Claudia E. Youakim is Deputy Director of Knowledge Management and Research at the Center for Inclusive Business and Leadership in the Olayan School of Business at the American University of Beirut.
In the academy, we often work in silos, where we focus on a subject area within our discipline – in this edited volume, we break that cycle! Arab Worlds beyond the Middle East and North Africa includes a wide array of disciplines and goes beyond the academy to integrate work completed by various contributors (e.g., diplomat, directors, artist, professors, researchers) who also come from interdisciplinary backgrounds (e.g., sociologists, journalists, historians, political scientists, and more). With this purposefully inclusive approach in authorship, our co-edited volume offers an interdisciplinary framework to understanding migration patterns of Arab persons in nation-states that are majority non-Arab from different perspectives.
Each chapter unpacks the diasporic journey as experienced through immigrant communities across the globe and in what sociologists refer to as ‘host’ societies. Throughout the volume, authors unpack the social, cultural, political, and economic landscape and social networks that unfold for immigrant families and illustrate how Arab communities grapple with and navigate their new ‘host’ states and turning them into their new ‘home’ states. Yet, ‘home’ as we see, continues to remain in question and is largely expressed and determined by the level of integration that a group feels from their nation-state communities (policies, practices, political, economic climate). Additionally, the volume also displays a unique contribution of artwork by a globally renowned artist, Manal Deeb, whose art focuses on Palestinian ethnic identity and living in exile.
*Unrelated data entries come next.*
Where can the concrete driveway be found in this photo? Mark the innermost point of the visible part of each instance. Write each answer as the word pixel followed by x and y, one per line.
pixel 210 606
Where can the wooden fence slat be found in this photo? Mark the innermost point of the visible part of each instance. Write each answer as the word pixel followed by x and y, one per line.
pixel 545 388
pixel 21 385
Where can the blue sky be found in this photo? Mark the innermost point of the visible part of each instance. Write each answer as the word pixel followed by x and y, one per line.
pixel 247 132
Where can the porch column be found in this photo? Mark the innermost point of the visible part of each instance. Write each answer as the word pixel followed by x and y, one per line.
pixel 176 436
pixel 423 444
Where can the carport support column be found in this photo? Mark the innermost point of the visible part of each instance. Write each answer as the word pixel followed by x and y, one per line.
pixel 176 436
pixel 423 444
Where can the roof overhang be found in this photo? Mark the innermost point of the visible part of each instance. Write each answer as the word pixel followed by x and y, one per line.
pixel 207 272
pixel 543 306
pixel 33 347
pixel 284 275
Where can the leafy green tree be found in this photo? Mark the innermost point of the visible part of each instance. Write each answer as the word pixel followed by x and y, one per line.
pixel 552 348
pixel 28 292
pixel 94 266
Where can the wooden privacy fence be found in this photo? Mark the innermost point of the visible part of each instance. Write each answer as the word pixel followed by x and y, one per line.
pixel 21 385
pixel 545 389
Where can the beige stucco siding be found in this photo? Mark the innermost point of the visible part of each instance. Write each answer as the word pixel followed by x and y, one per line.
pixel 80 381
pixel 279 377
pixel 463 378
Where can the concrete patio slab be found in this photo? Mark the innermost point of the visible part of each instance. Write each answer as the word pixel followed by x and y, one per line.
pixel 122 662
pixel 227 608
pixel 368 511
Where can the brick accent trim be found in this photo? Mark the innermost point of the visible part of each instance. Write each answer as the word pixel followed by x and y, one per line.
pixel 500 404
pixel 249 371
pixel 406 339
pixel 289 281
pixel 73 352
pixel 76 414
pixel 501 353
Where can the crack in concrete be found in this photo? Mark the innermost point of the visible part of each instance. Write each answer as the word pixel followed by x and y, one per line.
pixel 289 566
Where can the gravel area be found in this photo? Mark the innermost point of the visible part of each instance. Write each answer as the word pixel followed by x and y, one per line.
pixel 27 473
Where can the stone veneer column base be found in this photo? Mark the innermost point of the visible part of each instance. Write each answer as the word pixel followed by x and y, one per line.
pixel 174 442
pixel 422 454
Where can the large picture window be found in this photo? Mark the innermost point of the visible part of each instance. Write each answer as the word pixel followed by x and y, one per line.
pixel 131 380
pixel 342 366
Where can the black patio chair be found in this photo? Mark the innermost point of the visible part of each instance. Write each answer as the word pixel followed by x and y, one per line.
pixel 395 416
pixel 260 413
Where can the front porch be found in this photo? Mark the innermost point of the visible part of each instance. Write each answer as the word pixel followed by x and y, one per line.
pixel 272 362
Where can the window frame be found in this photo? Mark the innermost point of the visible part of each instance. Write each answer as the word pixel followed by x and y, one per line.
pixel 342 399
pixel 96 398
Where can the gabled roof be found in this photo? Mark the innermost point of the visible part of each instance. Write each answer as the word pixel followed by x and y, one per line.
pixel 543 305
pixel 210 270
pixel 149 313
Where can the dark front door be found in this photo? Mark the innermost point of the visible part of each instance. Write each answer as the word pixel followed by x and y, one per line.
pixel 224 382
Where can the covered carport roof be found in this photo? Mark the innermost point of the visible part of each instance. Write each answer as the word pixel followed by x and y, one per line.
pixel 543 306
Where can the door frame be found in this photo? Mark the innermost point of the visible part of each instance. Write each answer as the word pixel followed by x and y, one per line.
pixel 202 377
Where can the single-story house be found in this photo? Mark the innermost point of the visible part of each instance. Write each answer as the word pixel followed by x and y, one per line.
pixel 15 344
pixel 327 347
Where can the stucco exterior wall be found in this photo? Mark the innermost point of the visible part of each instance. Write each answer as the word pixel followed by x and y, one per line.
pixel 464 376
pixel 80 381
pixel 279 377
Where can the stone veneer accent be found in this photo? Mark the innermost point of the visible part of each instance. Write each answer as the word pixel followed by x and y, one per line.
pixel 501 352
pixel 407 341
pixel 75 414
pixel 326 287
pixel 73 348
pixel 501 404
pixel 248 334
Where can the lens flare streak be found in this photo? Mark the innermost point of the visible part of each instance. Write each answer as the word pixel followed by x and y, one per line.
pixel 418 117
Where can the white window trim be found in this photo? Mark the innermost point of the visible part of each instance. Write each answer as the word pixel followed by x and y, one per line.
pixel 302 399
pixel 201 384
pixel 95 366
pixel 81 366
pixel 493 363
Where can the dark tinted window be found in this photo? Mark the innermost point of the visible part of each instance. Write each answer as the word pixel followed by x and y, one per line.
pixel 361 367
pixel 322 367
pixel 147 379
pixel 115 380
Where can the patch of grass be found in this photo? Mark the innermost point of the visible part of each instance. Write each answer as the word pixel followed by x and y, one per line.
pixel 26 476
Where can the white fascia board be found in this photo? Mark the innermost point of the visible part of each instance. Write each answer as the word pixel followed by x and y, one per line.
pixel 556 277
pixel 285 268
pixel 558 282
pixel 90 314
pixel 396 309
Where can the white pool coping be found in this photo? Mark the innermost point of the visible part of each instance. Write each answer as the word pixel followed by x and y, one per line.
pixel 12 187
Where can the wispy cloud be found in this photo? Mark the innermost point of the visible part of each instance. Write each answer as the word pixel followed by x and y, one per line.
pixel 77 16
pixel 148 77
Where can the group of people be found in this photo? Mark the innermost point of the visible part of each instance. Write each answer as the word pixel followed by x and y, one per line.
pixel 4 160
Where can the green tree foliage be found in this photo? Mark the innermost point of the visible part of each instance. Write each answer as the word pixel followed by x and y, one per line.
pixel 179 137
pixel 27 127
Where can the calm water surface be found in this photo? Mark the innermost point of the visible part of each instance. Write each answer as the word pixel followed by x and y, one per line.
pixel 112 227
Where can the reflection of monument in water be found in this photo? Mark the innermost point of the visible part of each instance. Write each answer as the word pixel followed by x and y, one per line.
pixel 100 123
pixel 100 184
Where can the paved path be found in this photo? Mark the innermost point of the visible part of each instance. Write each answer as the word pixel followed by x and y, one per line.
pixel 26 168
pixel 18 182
By displaying Deeb’s artwork on the cover, the book approaches scholarship widely and provides an experiential experience for audiences interested in the Arab diaspora. Beyond the artwork, the book offers a number of examinations of media representations, including the contributions of Arab Americans on the U.S. music industry prior to the Great Depression as well as more contemporary television shows in Germany portraying refugee children. Further, a chapter analyzes news coverage in Argentina of the Syrian conflict as it examines the role of the Arab diaspora in the Argentine intervention. The breadth of these examples helps to crystalize the interactions between diasporic communities around the world and the mass media.
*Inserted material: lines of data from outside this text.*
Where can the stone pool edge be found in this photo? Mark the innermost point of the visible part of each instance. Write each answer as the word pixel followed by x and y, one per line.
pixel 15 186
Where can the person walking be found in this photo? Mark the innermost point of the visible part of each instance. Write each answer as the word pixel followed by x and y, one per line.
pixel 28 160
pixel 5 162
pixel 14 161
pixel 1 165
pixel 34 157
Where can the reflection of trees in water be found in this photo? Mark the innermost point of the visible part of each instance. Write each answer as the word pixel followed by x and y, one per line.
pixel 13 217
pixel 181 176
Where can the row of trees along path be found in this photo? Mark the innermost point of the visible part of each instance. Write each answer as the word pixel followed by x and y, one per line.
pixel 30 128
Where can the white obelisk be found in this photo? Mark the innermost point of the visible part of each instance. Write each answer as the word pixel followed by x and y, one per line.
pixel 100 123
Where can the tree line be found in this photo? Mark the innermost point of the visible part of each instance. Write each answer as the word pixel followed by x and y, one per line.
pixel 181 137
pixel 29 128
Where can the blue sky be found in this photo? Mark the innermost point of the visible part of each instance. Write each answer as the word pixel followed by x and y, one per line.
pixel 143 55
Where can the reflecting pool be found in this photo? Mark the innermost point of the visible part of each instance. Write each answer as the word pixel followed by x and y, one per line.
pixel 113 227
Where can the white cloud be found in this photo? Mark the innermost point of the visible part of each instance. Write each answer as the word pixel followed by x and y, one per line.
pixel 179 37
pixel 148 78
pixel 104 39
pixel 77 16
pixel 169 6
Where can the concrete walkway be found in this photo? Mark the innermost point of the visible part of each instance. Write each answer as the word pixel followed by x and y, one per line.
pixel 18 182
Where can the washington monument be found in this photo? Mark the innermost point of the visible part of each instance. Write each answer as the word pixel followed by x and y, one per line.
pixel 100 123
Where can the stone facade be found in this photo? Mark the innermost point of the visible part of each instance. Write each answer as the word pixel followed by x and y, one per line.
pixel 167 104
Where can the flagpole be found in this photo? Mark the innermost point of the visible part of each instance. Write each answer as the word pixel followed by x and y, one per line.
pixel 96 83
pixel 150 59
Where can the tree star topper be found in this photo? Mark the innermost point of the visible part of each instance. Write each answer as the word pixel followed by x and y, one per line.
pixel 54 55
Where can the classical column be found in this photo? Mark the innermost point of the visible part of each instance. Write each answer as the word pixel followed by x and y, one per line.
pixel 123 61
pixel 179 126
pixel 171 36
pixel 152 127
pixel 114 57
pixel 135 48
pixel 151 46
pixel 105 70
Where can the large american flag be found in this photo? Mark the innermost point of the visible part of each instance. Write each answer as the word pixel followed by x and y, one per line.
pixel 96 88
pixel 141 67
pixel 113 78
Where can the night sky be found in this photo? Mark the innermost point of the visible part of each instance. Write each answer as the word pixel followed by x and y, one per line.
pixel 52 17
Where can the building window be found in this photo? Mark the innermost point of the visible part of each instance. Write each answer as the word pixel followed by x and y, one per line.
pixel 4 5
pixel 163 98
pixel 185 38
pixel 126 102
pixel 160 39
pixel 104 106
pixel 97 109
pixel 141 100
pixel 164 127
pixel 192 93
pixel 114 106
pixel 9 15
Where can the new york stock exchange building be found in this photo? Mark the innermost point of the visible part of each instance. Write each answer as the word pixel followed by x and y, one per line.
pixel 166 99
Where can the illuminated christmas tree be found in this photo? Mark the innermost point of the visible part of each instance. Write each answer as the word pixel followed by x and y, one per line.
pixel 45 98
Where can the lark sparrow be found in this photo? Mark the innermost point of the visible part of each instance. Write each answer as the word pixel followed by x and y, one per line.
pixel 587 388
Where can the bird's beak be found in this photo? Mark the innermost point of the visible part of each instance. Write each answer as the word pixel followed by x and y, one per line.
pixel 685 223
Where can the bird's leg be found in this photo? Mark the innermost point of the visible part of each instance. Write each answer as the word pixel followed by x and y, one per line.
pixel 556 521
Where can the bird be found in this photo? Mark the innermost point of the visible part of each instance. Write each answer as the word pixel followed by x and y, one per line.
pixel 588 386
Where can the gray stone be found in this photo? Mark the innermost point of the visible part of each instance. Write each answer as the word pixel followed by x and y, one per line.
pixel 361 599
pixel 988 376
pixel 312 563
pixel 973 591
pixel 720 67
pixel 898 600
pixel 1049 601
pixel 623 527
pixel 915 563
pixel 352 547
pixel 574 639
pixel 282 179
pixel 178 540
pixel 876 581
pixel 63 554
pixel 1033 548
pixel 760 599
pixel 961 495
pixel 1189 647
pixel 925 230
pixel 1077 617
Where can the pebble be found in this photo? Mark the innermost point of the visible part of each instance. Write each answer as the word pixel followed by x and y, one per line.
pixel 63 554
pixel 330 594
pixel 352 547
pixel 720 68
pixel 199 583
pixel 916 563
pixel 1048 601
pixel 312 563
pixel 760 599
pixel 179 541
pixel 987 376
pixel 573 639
The edited volume unpacks the diasporic experiences of Arabs and illustrates that the trajectories from the region heavily depend on one’s nation-state and a number of factors, including but not limited to the time they emigrated and the resources that they possessed during that time (e.g., economic means, social networks in a receiving society, etc.). For instance, if we just focus on the year of immigration, the movement and restrictions that are mandated from one country to another groups of persons travel to one place in one year, but another nation state a different year depending on gatekeepers, too. The complexity of Arab identity is displayed in the various emigration trajectories with Palestinians in Chile, Lebanese in Brazil, Hadhramis in Singapore, Maghrebis in France, Syrians in the United States, and more. Our motivations for this edited volume comes from noticing gaps in the literature that do not reflect our understanding of the world as we travel through it. We met as graduate students at the University of Florida, and our effort to co-edit a volume a decade later is intended to fill a gap and introduce a text that many Arabs around the world can feel personally connected to either in their struggle to adapt to a host society or in their effort to connect with their heritage.
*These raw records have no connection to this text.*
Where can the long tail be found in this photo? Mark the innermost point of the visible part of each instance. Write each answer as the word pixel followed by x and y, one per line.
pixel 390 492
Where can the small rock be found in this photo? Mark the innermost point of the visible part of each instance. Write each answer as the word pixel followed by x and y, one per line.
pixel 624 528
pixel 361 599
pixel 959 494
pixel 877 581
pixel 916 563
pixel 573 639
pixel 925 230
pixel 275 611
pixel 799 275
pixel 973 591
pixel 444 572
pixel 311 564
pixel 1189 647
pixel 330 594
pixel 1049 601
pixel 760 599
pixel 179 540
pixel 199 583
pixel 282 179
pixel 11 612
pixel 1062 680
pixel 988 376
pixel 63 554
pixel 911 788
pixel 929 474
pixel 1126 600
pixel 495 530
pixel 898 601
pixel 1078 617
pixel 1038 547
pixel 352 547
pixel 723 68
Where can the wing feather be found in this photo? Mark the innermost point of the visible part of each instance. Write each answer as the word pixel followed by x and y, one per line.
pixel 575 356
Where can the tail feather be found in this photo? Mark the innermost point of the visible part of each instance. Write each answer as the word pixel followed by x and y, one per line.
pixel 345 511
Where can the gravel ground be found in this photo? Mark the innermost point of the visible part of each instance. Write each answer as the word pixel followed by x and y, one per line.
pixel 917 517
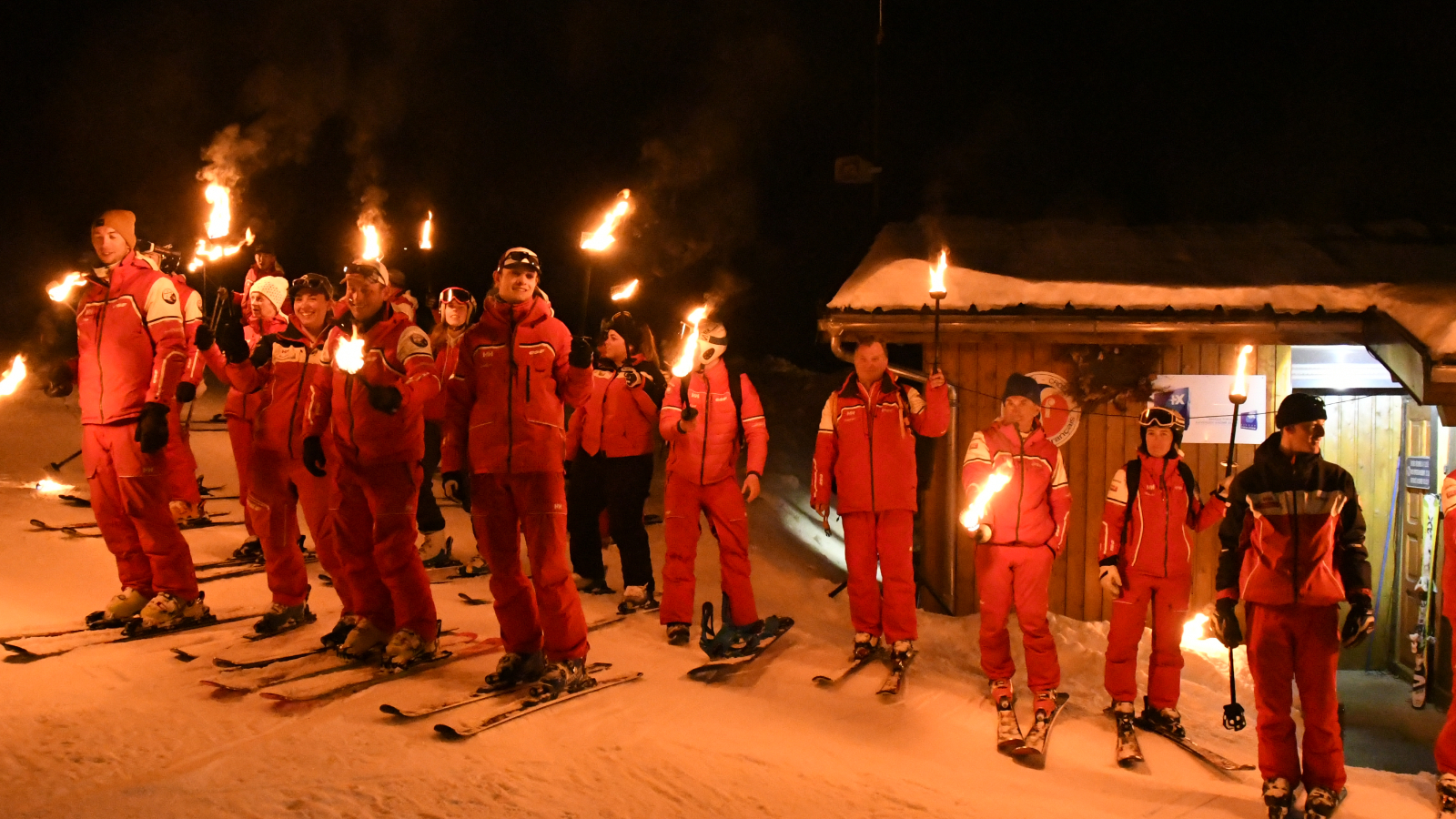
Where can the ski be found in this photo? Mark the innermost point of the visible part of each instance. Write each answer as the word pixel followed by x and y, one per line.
pixel 364 675
pixel 895 681
pixel 531 705
pixel 1210 756
pixel 1033 751
pixel 478 697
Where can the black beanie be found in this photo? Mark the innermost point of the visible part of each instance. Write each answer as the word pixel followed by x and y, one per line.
pixel 1299 407
pixel 1024 387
We worked hard to ensure that the text is written for a wide audience, and we worked hard to retain the original voice of the authors as we edited various sections of the book. We feel that the current book contributes to various fields including literature on ethnicity, immigration, international relations, media studies and more generally Arab studies. Beyond the academic background of the reader, we feel this book would be an enjoyable read for anyone who is interested about these topics, cultures or travel. It is our hope that any intellectual trying to figure out where they belong are inspired by the many narratives provided on Arab communities, which describes the joys and sorrow of being part of an ethnic community outside the Middle East and North Africa.